New Army multi-domain task force to be stationed in the Pacific
The Army’s newest Multi-Domain Task Force will be located somewhere in the Pacific region, the service’s top officer revealed Thursday.
“It’s going to be tied to U.S. Army Pacific [but] the final stationing decision is still to be made,” Army Chief of Staff Gen. James McConville told the Defense Writers Group Thursday. “It really depends on what it looks like.”
The first MDTF was stood up in 2017 to support the Pacific theater. A second was established in 2021 for the European theater.
The Department of Defense’s fiscal 2023 budget request, released Monday, would resource the creation of a third unit.

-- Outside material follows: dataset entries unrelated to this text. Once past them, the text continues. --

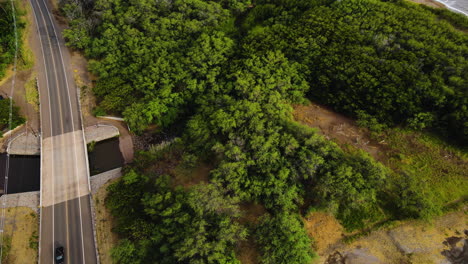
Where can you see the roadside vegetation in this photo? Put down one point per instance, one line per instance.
(17, 119)
(226, 73)
(7, 54)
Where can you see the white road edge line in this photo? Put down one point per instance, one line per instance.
(73, 126)
(52, 142)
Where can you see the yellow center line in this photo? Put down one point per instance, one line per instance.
(62, 139)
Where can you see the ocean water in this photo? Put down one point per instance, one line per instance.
(460, 6)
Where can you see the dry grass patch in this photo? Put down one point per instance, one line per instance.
(325, 230)
(106, 239)
(32, 94)
(21, 226)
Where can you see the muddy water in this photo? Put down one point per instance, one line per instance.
(105, 156)
(24, 173)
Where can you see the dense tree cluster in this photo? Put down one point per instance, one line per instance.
(7, 37)
(230, 70)
(16, 118)
(393, 60)
(162, 224)
(7, 54)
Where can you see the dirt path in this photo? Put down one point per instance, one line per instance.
(339, 128)
(27, 109)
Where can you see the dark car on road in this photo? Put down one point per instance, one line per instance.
(59, 255)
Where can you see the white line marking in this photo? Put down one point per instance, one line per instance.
(73, 126)
(50, 124)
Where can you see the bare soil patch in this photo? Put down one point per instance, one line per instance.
(325, 230)
(412, 241)
(339, 128)
(21, 225)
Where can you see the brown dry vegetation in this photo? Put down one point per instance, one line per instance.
(424, 239)
(430, 3)
(338, 128)
(442, 166)
(25, 71)
(21, 224)
(106, 239)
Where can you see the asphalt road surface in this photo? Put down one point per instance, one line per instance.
(66, 217)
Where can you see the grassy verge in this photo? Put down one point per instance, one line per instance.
(106, 239)
(32, 94)
(440, 168)
(26, 56)
(22, 227)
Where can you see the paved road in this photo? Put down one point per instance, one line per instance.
(65, 202)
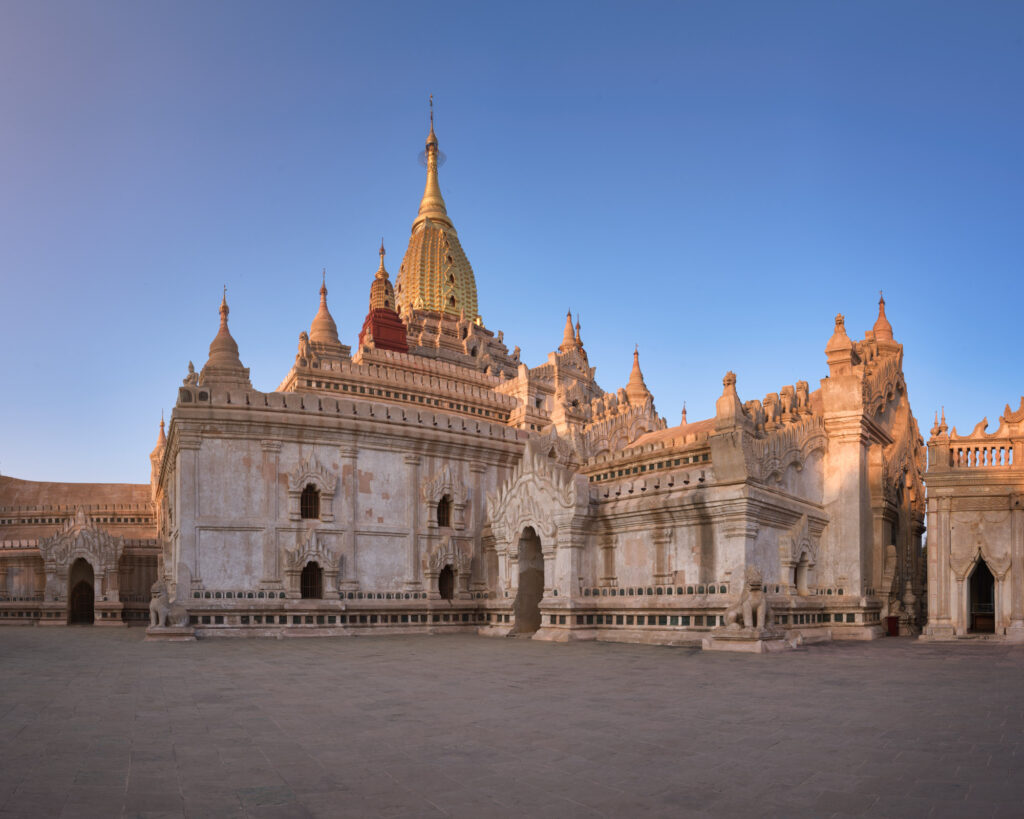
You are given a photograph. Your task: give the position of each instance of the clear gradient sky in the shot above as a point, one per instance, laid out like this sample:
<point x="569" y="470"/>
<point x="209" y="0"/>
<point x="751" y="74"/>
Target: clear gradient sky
<point x="711" y="180"/>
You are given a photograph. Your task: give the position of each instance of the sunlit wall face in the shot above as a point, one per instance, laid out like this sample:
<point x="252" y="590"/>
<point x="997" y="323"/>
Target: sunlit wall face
<point x="711" y="181"/>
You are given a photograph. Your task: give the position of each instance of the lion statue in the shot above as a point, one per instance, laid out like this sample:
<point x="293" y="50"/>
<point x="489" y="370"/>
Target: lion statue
<point x="164" y="613"/>
<point x="753" y="604"/>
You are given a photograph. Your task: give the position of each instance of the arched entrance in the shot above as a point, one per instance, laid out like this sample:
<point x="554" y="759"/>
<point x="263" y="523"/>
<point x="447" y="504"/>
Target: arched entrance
<point x="527" y="601"/>
<point x="445" y="583"/>
<point x="311" y="582"/>
<point x="800" y="574"/>
<point x="981" y="605"/>
<point x="81" y="593"/>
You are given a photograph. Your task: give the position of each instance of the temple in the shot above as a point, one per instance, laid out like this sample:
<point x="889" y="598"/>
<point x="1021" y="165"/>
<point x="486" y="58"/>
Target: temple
<point x="428" y="479"/>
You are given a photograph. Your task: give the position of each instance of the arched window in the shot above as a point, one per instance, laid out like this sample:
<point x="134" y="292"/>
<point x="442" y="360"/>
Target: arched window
<point x="444" y="511"/>
<point x="445" y="584"/>
<point x="311" y="582"/>
<point x="309" y="502"/>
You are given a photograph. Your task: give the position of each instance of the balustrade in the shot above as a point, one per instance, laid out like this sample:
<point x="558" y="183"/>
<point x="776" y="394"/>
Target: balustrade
<point x="987" y="455"/>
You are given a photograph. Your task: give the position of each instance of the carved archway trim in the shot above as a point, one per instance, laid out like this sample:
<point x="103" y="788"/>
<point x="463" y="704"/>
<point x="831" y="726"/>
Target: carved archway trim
<point x="80" y="537"/>
<point x="311" y="471"/>
<point x="445" y="482"/>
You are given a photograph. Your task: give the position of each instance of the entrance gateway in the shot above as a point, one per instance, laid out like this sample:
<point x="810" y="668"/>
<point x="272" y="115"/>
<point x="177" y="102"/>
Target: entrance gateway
<point x="81" y="594"/>
<point x="982" y="599"/>
<point x="527" y="602"/>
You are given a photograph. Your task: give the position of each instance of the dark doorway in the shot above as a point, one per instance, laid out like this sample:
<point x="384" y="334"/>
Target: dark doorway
<point x="81" y="595"/>
<point x="309" y="503"/>
<point x="982" y="600"/>
<point x="444" y="511"/>
<point x="311" y="582"/>
<point x="527" y="601"/>
<point x="445" y="583"/>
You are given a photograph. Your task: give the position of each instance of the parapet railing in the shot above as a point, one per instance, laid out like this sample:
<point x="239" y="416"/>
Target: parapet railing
<point x="967" y="455"/>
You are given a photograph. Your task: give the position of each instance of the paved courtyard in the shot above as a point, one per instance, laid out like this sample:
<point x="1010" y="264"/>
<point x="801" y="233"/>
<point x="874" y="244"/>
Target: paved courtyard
<point x="98" y="723"/>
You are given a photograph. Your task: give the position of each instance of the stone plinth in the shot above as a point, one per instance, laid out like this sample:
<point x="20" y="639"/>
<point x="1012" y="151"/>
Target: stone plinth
<point x="109" y="613"/>
<point x="755" y="641"/>
<point x="170" y="634"/>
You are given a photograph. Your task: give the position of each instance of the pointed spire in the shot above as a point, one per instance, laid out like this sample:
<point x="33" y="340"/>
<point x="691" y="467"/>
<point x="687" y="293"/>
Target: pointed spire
<point x="223" y="365"/>
<point x="568" y="337"/>
<point x="381" y="272"/>
<point x="432" y="204"/>
<point x="324" y="330"/>
<point x="883" y="330"/>
<point x="161" y="436"/>
<point x="636" y="388"/>
<point x="840" y="351"/>
<point x="223" y="349"/>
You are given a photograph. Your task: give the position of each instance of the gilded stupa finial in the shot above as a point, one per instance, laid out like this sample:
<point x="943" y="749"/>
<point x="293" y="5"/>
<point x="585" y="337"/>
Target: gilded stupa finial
<point x="381" y="271"/>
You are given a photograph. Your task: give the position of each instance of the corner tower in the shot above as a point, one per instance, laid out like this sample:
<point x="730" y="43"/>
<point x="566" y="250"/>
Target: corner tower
<point x="435" y="273"/>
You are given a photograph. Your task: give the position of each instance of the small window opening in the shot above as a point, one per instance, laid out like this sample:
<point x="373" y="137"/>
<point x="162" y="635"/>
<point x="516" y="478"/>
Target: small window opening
<point x="311" y="582"/>
<point x="445" y="583"/>
<point x="309" y="502"/>
<point x="444" y="511"/>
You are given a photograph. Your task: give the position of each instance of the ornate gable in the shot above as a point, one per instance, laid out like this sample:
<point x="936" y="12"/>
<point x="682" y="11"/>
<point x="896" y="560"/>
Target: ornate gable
<point x="311" y="471"/>
<point x="540" y="493"/>
<point x="81" y="537"/>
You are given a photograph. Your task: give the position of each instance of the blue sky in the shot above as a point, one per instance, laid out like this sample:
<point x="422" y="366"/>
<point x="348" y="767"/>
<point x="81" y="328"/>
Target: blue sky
<point x="711" y="180"/>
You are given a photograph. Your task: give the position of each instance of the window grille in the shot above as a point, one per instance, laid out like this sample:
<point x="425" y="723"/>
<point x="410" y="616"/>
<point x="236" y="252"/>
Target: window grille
<point x="309" y="502"/>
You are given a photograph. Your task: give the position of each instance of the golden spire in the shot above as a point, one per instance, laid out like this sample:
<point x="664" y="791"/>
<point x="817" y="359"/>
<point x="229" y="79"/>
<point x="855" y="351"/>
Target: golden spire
<point x="381" y="272"/>
<point x="432" y="204"/>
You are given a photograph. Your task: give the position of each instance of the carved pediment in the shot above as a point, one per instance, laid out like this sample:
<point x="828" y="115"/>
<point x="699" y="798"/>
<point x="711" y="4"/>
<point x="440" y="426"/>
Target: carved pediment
<point x="788" y="445"/>
<point x="540" y="493"/>
<point x="312" y="471"/>
<point x="445" y="482"/>
<point x="312" y="550"/>
<point x="449" y="553"/>
<point x="81" y="537"/>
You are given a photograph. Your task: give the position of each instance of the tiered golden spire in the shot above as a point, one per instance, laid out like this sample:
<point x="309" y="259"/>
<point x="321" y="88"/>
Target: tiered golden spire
<point x="435" y="275"/>
<point x="432" y="204"/>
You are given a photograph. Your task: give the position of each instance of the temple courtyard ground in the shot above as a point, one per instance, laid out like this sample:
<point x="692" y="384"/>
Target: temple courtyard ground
<point x="98" y="723"/>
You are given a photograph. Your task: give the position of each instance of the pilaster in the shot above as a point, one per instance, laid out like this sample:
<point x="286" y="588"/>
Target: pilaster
<point x="271" y="559"/>
<point x="413" y="569"/>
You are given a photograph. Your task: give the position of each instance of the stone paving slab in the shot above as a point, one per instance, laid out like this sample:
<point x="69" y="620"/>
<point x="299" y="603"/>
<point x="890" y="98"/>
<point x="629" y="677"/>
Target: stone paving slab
<point x="97" y="723"/>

It is expected to conduct electronic warfare and cyber operations and support exercises and experimentation.
McConville mentioned Hawaii as one location where it might be stood up initially.
The U.S. military is looking to beef up its warfighting capabilities in the Indo-Pacific region to compete with China, which the Pentagon has labeled its “pacing challenge.”

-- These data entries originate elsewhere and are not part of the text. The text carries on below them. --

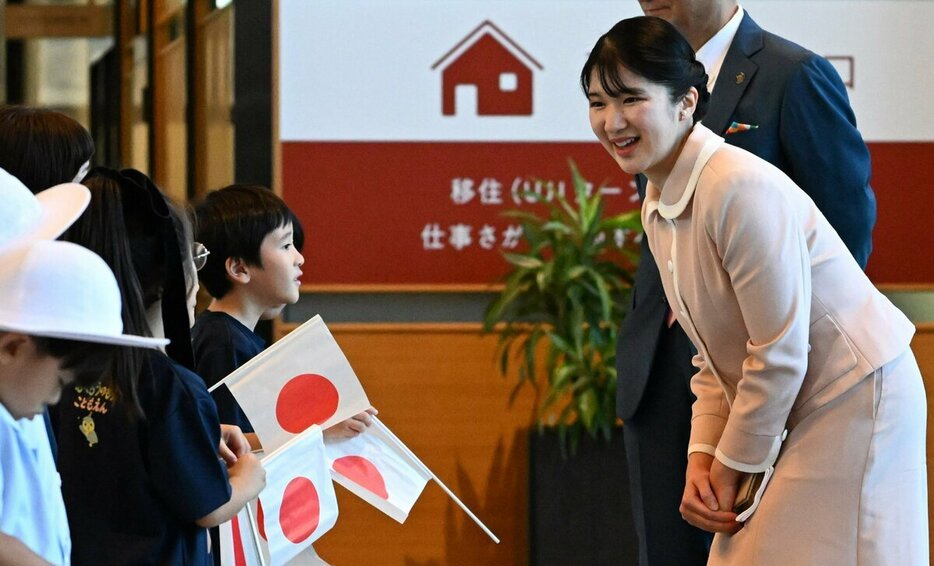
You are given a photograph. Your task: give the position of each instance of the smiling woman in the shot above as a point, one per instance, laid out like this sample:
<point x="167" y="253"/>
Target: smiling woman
<point x="791" y="382"/>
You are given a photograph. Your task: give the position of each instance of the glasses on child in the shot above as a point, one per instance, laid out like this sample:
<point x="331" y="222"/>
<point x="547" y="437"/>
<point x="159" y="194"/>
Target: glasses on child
<point x="199" y="254"/>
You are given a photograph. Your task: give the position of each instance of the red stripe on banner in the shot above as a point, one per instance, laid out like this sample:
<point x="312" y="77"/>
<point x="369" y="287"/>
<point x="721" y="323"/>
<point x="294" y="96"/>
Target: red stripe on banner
<point x="430" y="213"/>
<point x="239" y="555"/>
<point x="365" y="206"/>
<point x="903" y="243"/>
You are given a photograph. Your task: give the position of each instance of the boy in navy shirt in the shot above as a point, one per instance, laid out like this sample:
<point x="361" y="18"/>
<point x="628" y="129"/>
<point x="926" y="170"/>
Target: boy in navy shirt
<point x="250" y="266"/>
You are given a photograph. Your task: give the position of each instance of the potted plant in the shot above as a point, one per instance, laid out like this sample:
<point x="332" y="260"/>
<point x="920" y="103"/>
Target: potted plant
<point x="557" y="317"/>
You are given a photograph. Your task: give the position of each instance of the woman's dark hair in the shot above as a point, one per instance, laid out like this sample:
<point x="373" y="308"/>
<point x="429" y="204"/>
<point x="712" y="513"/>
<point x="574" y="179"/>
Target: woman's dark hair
<point x="138" y="232"/>
<point x="652" y="48"/>
<point x="41" y="147"/>
<point x="232" y="223"/>
<point x="87" y="360"/>
<point x="103" y="230"/>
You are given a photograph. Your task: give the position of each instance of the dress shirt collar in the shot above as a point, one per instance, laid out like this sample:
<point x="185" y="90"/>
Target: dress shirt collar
<point x="712" y="53"/>
<point x="672" y="199"/>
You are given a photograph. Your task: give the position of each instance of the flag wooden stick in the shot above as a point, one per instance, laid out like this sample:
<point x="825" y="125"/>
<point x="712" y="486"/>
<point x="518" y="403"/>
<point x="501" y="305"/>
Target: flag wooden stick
<point x="437" y="480"/>
<point x="256" y="549"/>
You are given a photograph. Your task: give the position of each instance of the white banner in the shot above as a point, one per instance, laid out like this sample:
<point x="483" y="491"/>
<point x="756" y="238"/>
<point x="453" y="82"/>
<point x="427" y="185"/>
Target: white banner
<point x="379" y="70"/>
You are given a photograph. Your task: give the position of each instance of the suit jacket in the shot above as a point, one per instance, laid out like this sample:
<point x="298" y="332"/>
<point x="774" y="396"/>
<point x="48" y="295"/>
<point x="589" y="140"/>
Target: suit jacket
<point x="806" y="128"/>
<point x="783" y="318"/>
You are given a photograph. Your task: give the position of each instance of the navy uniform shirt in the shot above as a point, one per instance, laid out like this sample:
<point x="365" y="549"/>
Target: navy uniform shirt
<point x="134" y="488"/>
<point x="222" y="344"/>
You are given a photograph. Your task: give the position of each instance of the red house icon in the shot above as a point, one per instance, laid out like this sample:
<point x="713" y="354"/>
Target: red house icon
<point x="489" y="72"/>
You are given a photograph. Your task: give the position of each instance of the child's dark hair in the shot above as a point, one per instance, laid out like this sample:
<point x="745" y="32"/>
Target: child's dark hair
<point x="140" y="234"/>
<point x="89" y="361"/>
<point x="653" y="49"/>
<point x="42" y="147"/>
<point x="102" y="229"/>
<point x="232" y="223"/>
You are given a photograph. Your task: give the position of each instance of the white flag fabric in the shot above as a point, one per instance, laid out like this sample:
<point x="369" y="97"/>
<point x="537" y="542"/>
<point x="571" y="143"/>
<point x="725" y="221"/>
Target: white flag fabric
<point x="298" y="504"/>
<point x="378" y="468"/>
<point x="308" y="558"/>
<point x="238" y="545"/>
<point x="303" y="379"/>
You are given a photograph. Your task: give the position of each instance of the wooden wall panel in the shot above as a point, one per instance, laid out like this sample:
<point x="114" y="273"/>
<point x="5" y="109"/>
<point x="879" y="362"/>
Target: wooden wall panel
<point x="438" y="388"/>
<point x="439" y="391"/>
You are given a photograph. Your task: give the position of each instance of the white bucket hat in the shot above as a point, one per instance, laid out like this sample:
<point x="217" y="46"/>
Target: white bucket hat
<point x="25" y="217"/>
<point x="62" y="290"/>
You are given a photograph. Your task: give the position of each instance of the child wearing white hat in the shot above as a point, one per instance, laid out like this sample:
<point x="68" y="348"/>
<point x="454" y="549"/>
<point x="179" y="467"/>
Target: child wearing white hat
<point x="59" y="323"/>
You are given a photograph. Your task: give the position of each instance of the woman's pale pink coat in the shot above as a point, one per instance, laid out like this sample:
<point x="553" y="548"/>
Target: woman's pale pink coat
<point x="783" y="318"/>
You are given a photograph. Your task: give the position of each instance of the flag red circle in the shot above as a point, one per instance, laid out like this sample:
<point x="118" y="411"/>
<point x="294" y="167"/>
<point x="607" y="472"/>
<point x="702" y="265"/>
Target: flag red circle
<point x="300" y="511"/>
<point x="363" y="472"/>
<point x="305" y="400"/>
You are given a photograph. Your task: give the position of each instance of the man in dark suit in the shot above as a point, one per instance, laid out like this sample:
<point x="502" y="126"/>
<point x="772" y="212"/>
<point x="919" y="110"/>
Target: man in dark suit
<point x="788" y="106"/>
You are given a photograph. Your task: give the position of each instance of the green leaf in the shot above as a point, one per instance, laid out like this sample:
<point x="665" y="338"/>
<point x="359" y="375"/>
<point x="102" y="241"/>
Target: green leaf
<point x="524" y="261"/>
<point x="561" y="305"/>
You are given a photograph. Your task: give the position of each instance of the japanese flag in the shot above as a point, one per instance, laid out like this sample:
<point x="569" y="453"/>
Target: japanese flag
<point x="378" y="468"/>
<point x="298" y="504"/>
<point x="301" y="380"/>
<point x="238" y="545"/>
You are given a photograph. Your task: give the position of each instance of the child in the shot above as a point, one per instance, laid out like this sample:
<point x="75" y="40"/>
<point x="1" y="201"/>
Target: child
<point x="252" y="267"/>
<point x="59" y="323"/>
<point x="138" y="453"/>
<point x="42" y="147"/>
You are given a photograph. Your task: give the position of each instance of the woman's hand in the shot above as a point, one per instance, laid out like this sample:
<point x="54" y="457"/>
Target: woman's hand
<point x="724" y="481"/>
<point x="700" y="505"/>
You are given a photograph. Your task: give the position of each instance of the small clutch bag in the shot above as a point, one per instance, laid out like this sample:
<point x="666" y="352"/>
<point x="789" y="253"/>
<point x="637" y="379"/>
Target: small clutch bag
<point x="749" y="494"/>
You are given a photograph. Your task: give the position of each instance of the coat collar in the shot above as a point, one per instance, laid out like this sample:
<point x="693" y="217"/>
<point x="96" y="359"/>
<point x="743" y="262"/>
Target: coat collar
<point x="672" y="199"/>
<point x="735" y="75"/>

The Army is aiming to have five MDTFs, but reaching that goal will “take some time,” McConville said. He did not say where a fourth or fifth multi-domain task force might be stationed in the future.

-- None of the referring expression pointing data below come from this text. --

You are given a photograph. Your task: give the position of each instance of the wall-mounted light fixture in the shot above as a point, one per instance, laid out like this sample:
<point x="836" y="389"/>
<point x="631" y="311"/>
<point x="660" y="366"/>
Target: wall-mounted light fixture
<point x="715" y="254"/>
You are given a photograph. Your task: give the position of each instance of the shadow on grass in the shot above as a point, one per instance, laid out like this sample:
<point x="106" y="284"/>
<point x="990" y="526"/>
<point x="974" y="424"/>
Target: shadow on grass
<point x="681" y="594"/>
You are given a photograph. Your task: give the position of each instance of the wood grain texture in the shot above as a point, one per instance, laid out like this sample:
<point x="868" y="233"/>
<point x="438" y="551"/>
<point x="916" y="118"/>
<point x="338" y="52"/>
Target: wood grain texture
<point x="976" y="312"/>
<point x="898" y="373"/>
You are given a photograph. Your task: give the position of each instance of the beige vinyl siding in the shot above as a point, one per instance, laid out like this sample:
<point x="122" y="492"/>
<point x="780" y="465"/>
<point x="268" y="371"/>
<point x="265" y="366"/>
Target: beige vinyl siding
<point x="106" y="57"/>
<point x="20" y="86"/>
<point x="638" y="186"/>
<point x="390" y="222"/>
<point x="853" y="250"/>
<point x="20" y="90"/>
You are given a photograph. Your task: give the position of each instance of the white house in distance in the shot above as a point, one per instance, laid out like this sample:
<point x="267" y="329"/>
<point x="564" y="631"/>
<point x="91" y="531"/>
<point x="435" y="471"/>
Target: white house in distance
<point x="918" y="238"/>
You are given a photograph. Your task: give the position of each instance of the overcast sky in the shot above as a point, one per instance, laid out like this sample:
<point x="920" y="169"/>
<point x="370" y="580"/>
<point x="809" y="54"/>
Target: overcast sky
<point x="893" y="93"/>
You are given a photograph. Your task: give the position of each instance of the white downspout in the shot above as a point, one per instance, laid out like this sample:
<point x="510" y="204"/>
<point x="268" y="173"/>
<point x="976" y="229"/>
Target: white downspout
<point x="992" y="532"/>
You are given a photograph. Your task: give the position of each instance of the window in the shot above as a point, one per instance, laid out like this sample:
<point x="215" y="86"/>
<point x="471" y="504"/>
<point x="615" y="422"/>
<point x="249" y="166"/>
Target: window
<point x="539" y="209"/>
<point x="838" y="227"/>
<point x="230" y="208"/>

The concept of multi-domain operations is central to the service’s transformation efforts, Secretary of the Army Christine Wormuth said earlier this week at a defense conference hosted by The Hill.
“It’s not just about the traditional warfighting domains of air, land and sea. You now have space, you have cyber, you have information” operations, she explained. “The Multi-Domain Task Force … is designed to be able to bring together not just the traditional kinetic effects, but also to be able to leverage information, cyber and space.”